La seguridad escolar no es solo una cuestión del centro educativo. Dentro de nuestra labor como padres, es conveniente reforzar algunos aspectos y fomentar una comunicación fluida con nuestros hijos.
Independiente de la edad del niño, existen acciones que pueden ayudarlos en su día a día en clase, así como mantenerlos al tanto de los peligros que podrán encontrar durante su crucial etapa de desarrollo:

1. Aprender los procedimientos de emergencia del colegio
Emplear un rato para repasar esa información con nuestros hijos puede aportarles la confianza necesaria para actuar rápidamente en casos de emergencia. Además, es muy importante que estos conozcan cuáles son los accidentes más comunes a los que se encuentran expuestos (caídas, tropiezos, resbalones) y el resultado de los mismos, raspones, moratones, esguinces, luxaciones, fracturas o traumatismos. Una forma de prevenirlos es evitando correr por el centro escolar, por los pasillos o por el patio (aunque a menudo resulte la parte más complicada). Tenemos que enseñarles a abrir las puertas con precaución, dejar a un lado los juegos violentos en el recreo, no empujar a los compañeros, no subirse en las sillas o mesas, y subir y bajar las escaleras de forma cuidadosa.

2. Conocer varias rutas hasta la escuela y a casa
Asegurarnos de que los niños conocen tanto el camino principal como otras alternativas. En un escenario de emergencia, las calles pueden ser cortadas y es importante estar al tanto de otras opciones.

3. Respetar las medidas preventivas de cada instalación
Hay que tener en cuenta medidas como el hecho de registrarse a la entrada en las visitas, ir acompañado por personal interno durante el camino a las distintas partes del edificio o portar una acreditación para visitantes.

4. Hablar con nuestros hijos sobre cuestiones de seguridad escolar
Sin escatimar a la hora de ser específicos. Explicarles qué deben hacer cuando no se sientan seguros (buscar a algún profesor o llamar al 112). Asegurarnos de que saben cómo contactar con nosotros o con cualquier otra persona de confianza.
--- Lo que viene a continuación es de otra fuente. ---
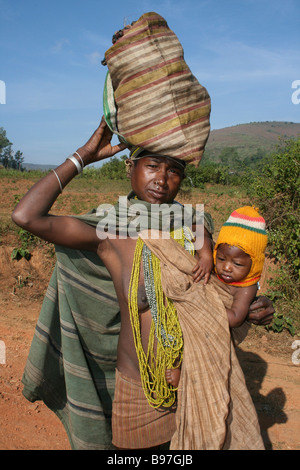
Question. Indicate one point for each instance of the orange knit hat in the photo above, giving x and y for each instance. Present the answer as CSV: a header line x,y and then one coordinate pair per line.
x,y
246,229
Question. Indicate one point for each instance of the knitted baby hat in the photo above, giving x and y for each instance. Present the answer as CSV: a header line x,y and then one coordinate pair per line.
x,y
246,229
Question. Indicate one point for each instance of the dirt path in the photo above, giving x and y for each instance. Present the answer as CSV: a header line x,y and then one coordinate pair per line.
x,y
272,377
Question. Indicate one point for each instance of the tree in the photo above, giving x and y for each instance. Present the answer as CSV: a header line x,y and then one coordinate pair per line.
x,y
8,158
4,142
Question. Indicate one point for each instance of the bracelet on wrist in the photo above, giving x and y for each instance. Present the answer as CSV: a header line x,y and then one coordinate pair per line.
x,y
58,179
82,163
75,162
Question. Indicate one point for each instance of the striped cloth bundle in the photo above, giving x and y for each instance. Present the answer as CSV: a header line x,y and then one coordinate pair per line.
x,y
151,98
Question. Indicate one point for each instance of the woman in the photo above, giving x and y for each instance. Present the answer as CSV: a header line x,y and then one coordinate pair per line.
x,y
155,180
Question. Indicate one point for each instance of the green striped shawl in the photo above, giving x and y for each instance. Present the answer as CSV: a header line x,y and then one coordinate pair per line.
x,y
72,360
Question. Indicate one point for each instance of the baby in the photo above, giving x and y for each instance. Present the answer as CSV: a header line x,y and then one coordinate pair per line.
x,y
238,255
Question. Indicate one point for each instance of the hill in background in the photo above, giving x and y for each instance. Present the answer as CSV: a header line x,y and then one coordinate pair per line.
x,y
247,140
244,142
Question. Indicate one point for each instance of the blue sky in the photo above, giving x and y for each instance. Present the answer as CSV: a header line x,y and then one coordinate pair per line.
x,y
245,52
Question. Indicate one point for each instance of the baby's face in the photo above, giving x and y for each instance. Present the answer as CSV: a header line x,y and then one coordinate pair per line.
x,y
232,264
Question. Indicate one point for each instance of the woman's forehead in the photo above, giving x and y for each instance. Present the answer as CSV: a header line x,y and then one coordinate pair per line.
x,y
170,162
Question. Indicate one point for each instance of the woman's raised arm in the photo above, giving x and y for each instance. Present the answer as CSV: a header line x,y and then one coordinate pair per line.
x,y
32,212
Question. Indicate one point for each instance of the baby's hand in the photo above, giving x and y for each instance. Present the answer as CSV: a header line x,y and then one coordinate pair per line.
x,y
203,269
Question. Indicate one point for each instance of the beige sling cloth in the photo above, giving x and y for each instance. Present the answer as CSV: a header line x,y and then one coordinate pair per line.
x,y
215,410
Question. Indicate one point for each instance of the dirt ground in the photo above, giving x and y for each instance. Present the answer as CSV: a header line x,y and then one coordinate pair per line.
x,y
272,373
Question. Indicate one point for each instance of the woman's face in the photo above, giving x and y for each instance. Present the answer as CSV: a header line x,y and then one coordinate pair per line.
x,y
232,264
156,179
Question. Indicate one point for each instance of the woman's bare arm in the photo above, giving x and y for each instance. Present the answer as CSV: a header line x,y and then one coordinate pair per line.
x,y
32,212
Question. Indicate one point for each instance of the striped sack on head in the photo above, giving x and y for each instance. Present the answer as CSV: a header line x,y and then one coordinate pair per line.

5. Involucrarse con las iniciativas de su escuela
Dentro de este tipo de acciones, se ha demostrado la efectividad de las campañas de seguridad vial en algunas zonas durante los periodos de mayor afluencia.

6. Poner en alerta al personal de la escuela sobre alguna posible alergia o enfermedad del niño
Nunca está de más asegurarnos de que tanto la dirección del centro como sus profesores estén al tanto de cualquier vulnerabilidad.

7. Concienciar a nuestros hijos sobre el uso de Internet y las redes sociales
Han de tener cuidado con las fotos y vídeos que comparten, no facilitar datos personales a desconocidos y, ante situaciones potencialmente inseguras, tener confianza con nosotros para comunicárnoslo.

8. Inculcarles una postura de tolerancia cero ante el bullying
¿Cómo? Instándoles a que transmitan cualquier suceso de este tipo a padres, profesores o fuerzas de seguridad. Por contra, si fueran ellos los causantes del incidente, es importante hacer que se pongan en el lugar de la víctima e imaginen cómo se sentirían. Cortar este tipo de actitudes desde el principio es una responsabilidad compartida por todos.

9. Hablarles de los peligros de algunas compañías
Llegados a cierta edad, los adolescentes deben conocer el entorno que les rodea. Entre sus compañías, pueden encontrar malas influencias o incluso, sin ser del todo conscientes, exponerse a la influencia de alguna banda juvenil violenta. No se trata de alarmarnos ni de ponernos en lo peor, pero sí es conveniente que les hagamos partícipes de algunas situaciones arriesgadas con las que se puedan encontrar.

10. Informarles sobre los efectos del alcohol y las drogas
De la misma manera que en el caso anterior, cuando nuestros hijos son adolescentes, tenemos que asegurarnos de que sepan los perjuicios que las drogas y el alcohol pueden causar tanto a su vida como a las de todos los que les rodean.